Quantifying metal‐induced susceptibility artifacts of the instrumented spine at 1.5T using fast‐spin echo and 3D‐multispectral MRI

Purpose To evaluate magnetic resonance imaging (MRI) artifacts near metallic spinal instrumentation using both conventional metal artifact reduction sequences (MARS) and 3D multispectral imaging sequences (3D‐MSI). Materials and Methods Both MARS and 3D‐MSI images were acquired in 10 subjects with titanium spinal hardware on a 1.5T GE 450W scanner. Clinical computed tomography (CT) images were used to measure the volume of the implant using seed‐based region growing. Using 30–40 landmarks, the MARS and 3D‐MSI images were coregistered to the CT images. Three independent users manually segmented the artifact volume from both MR sequences.

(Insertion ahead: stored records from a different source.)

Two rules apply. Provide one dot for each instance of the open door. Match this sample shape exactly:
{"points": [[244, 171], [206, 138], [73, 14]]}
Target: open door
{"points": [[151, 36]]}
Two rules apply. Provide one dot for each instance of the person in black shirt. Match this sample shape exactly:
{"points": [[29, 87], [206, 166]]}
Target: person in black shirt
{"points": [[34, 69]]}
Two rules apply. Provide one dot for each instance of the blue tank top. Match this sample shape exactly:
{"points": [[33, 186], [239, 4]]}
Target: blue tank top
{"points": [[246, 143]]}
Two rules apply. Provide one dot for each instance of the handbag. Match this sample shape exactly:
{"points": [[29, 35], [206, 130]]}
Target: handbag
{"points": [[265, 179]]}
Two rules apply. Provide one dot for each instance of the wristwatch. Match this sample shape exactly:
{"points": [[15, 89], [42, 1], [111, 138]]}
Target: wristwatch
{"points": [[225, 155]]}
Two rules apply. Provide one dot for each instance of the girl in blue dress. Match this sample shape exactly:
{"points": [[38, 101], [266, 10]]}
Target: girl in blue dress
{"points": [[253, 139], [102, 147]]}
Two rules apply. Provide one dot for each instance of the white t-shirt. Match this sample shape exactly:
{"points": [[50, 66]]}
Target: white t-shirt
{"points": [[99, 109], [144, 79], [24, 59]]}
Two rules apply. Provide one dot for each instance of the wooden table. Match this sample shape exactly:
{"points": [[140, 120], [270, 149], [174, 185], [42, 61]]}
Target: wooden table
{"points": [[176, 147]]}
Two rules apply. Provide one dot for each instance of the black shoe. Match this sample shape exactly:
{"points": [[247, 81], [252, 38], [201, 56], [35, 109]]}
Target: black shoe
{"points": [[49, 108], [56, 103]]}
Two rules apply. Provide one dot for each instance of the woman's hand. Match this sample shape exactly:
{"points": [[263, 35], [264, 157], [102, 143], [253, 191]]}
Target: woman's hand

For five L‐spine subjects, one user independently segmented the nerve root in both MARS and 3D‐MSI images. Results For all 10 subjects, the measured artifact volume for the 3D‐MSI images closely matched that of the CT implant volume (absolute error: 4.3 ± 2.0 cm 3 ). The MARS artifact volume was ∼8‐fold higher than that of the 3D‐MSI images (30.7 ± 20.2, P = 0.002). The average nerve root volume for the MARS images was 24 ± 7.3% lower than the 3D‐MSI images ( P = 0.06). Conclusion Compared to 3D‐MSI images, the higher‐resolution MARS images may help study features farther away from the implant surface. However, the MARS images retained substantial artifacts in the slice‐dimension that result in a larger artifact volume. These artifacts have the potential to obscure physiologically relevant features, and can be mitigated with 3D‐MSI sequences. Hence, MR study protocols may benefit with the inclusion both MARS and 3D‐MSI sequences to accurately study pathology near the spine. Level of Evidence: 2 J. Magn. Reson. Imaging 2017;45:51–58.